M. Emmanuel Hamel – J.O Vendredi 20 octobre 1989

Et dans les autres pays?

  • En Angleterre : Les détecteuristes sont acceptés et peuvent travailler avec les archéologues. De nombreux artefacts sont sauvés chaque année, comme en 2009, le fabuleux trésor de Staffordshire. En quelques années, le «Treasure
    Act» a largement montré son efficacité. En juillet 2011, un archéologue amateur découvre un endroit inédit ayant servi à battre de la fausse monnaie aux alentours du 4 ème siècle. Cette découverte, qui lui a valu une récompense nationale,se trouve aujourd’hui, au musée de Bucks (GB).
  • Au Danemark :Les règles sont assez simples : interdiction de détecter sur les sites archéologiques; sur les terrains publics, la délivrance d’autorisation ou non est décidée par les communes; dans les espaces privés, la détection est libre. Seule l’autorisation du propriétaire est nécessaire et cela fonctionne plutôt bien. « Quand la détection apparut dans les années 70, les archéologues s’inquiétèrent des dommages que les amateurs pouvaient faire. Quelques personnes voulaient interdire la détection, mais une approche plus pragmatique émergea doucement. Des mesures furent prises pour établir le contact avec les utilisaterus de détecteur de métaux dans le but de récupérer les découvertes et pour leur expliquer les principes archéologiques (…) Cette approche a prouvé son succès. Environ 80% des découvertes de monnaies déclarées « Danefae » (trésor), proviennent de détecteuristes. Le reste provient de fouilles archéologiques officielles…». Le Département d’Archéologie de Montpelier (USA) a achevé le premier programme d’archéologie ouvert aux particuliers pratiquant la détection de métaux. Ce programme a permis au personnel de la Fondation Montpelier, formé
    à la conduite d’enquêtes archéologiques, de travailler avec des détecteuristes Le but était de localiser des sites historiques afin qu’ils puissent être préservés. Cette opération aura permis de confirmer que des études contrôlées avec les utilisateurs de détecteurs de métaux, sont l’un des moyens les plus efficaces pour localiser des sites et pour ne pas faire d’impasse sur les sites fouillés plus traditionnellement, avec des pelles.
  • Aux Etats Unis : « Aujourd’hui, nous assistons à un bel exemple de partenariat entre quatre groupes très différents : un détecteuriste, un musée local, le «Portable Antiquity Scheme», et le «Searcher» (revue anglaise de détection)».
    Mr Phillipps, membre du Bucks Council Country. « Le public (y compris le législateur) a été captivé par les objets trouvés que nous (les archéologues et les prospecteurs de métaux) comptons exposer. Cette collaboration répond au « comment » et « pourquoi » de cette action, et grâce à elle, notre mission commune de préservation des sites va commencer à être prise plus au sérieux par les législateurs et le grand public ».

Quelles utilités?

La dépollution.

La dépollution pour laquelle nous œuvrons à notre humble niveau nous aura permis de faire une récolte bien triste mais néanmoins réaliste de 65 kilos de « merdouilles » de toutes sortes, à raison de 2 ou 3 kilos par sortie…

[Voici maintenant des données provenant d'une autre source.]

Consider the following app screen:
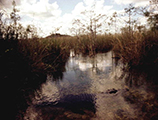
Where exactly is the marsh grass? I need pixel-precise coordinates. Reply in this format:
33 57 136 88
113 31 158 67
19 38 69 72
70 35 113 56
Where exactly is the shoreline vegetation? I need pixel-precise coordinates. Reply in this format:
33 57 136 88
0 2 158 118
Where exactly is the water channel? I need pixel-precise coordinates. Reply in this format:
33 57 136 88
15 51 158 120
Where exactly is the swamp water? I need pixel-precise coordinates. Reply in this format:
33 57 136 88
15 51 158 120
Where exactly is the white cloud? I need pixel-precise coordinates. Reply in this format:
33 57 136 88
114 0 149 6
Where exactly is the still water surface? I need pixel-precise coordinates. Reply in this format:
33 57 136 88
19 51 154 120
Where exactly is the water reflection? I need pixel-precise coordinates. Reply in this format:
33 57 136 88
21 52 133 120
14 52 158 120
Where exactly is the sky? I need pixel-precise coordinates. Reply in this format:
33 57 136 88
0 0 149 36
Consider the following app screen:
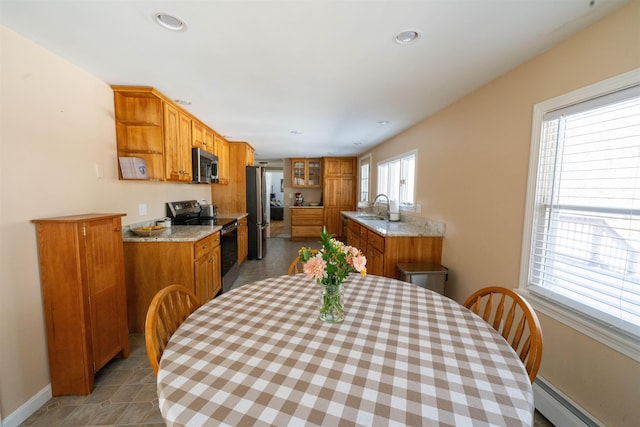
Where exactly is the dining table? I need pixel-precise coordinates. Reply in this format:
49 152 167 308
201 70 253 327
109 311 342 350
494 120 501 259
157 273 534 426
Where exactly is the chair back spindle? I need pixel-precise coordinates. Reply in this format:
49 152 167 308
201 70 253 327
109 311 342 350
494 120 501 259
144 285 200 375
463 286 542 383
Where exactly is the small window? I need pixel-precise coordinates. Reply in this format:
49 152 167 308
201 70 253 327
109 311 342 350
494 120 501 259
378 151 416 210
521 68 640 356
358 155 371 202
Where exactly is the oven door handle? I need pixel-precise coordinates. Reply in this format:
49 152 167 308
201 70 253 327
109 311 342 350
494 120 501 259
220 221 238 236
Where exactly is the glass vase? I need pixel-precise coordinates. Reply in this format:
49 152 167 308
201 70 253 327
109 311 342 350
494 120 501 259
320 283 344 323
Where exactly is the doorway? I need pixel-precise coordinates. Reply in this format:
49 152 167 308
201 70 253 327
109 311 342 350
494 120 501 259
265 166 286 237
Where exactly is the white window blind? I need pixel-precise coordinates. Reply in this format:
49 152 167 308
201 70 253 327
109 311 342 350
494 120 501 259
378 151 416 209
528 86 640 338
360 163 369 202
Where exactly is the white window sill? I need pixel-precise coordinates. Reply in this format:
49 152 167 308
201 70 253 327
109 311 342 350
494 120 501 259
516 289 640 362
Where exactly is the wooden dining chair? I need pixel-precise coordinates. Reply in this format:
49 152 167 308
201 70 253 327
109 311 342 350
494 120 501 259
144 285 200 375
464 286 542 384
287 249 318 274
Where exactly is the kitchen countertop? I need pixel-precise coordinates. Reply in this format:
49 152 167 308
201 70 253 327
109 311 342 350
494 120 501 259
122 225 222 243
341 211 446 237
122 212 249 242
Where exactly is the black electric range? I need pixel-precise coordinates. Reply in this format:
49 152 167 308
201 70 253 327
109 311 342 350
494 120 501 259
167 200 239 293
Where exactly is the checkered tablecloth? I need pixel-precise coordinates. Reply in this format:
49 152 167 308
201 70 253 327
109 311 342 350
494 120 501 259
158 274 534 426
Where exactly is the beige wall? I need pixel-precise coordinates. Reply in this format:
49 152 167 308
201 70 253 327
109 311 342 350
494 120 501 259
0 26 211 421
363 1 640 426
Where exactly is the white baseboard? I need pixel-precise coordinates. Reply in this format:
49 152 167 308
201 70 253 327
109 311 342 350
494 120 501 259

Recherche dans un cadre judiciaire

Affaire Marine Boisseranc : la zone du crime ratissée. Cinq ans après le meurtre de la jeune étudiante, 73 bénévoles munis de détecteurs de métaux et une vingtaine de gendarmes ont recherché ce week-end à Chazay d’Azergues, les téléphones de la victime et l’arme du crime. Cinq téléphones portables, une base de téléphone fixe et deux couteaux. C’est le « butin » récolté ce week-end, à l’issue de deux journées intenses de recherches autour de la scène du crime. Près de cinq ans après le meurtre de Marine Boisseranc à Chazay d’Azergues, les enquêteurs n’ont pas baissé les bras (…) Dimanche soir, alors qu’ils repliaient leur matériel, les prospecteurs ont parlé à Eric  Boisseranc. Ils lui ont dit : « Vous pouvez compter sur nous, on reviendra ». Extrait article Le Progrès 2010

La recherche de biens perdus

Il avait perdu sa médaille de baptême sur une plage. Un bijou qui lui était si cher… Des quatre coins de la Bretagne, ils se sont mobilisés et avec une bonne dose de passion, de patience et de générosité, ils la lui ont retrouvée. Extrait article Le Penthièvre 2012

Apport volontaire à l’histoire des régions

Bien que n’ayant généralement pas de connaissances spéciales en archéologie, les détecteuristes sont le plus souvent passionnés par l’histoire de leur région. Leurs découvertes, bien encadrées,  pourraient présenter un apport non négligeable au repérage de zones archéologiques inédites et isolées. D’autant qu’ils représentent un maillage important du pays. Mais aujourd’hui, on préfère par manque de confiance, se passer de ces nombreux informateurs potentiels, passionnés et bénévoles

Les actions d’utilité publique

120 litres de déchets récupérés, afin de rendre service à l’environnement. Les journées nature permettent de remettre en état chemins et forêts. L’association ActionDetect51 a mis en place ce programme qui permet de rendre praticables les sentiers à l’aide d’outils forestiers et de détecteurs de métaux pour dépolluer les sols des divers objets métalliques déposés par des personnes irrespectueuses. Après avoir obtenu l’autorisation du propriétaire des lieux, six spécialistes de la
«poêle à frire» s’y sont rendus début décembre afin de rendre à ce bois son aspect d’antan. Ils ont récupéré six sacs de 20 litres de divers déchets métalliques sortis du sol et espèrent aussi par cette action prouver que les utilisateurs de  détecteurs de métaux ne sont pas tous des pilleurs.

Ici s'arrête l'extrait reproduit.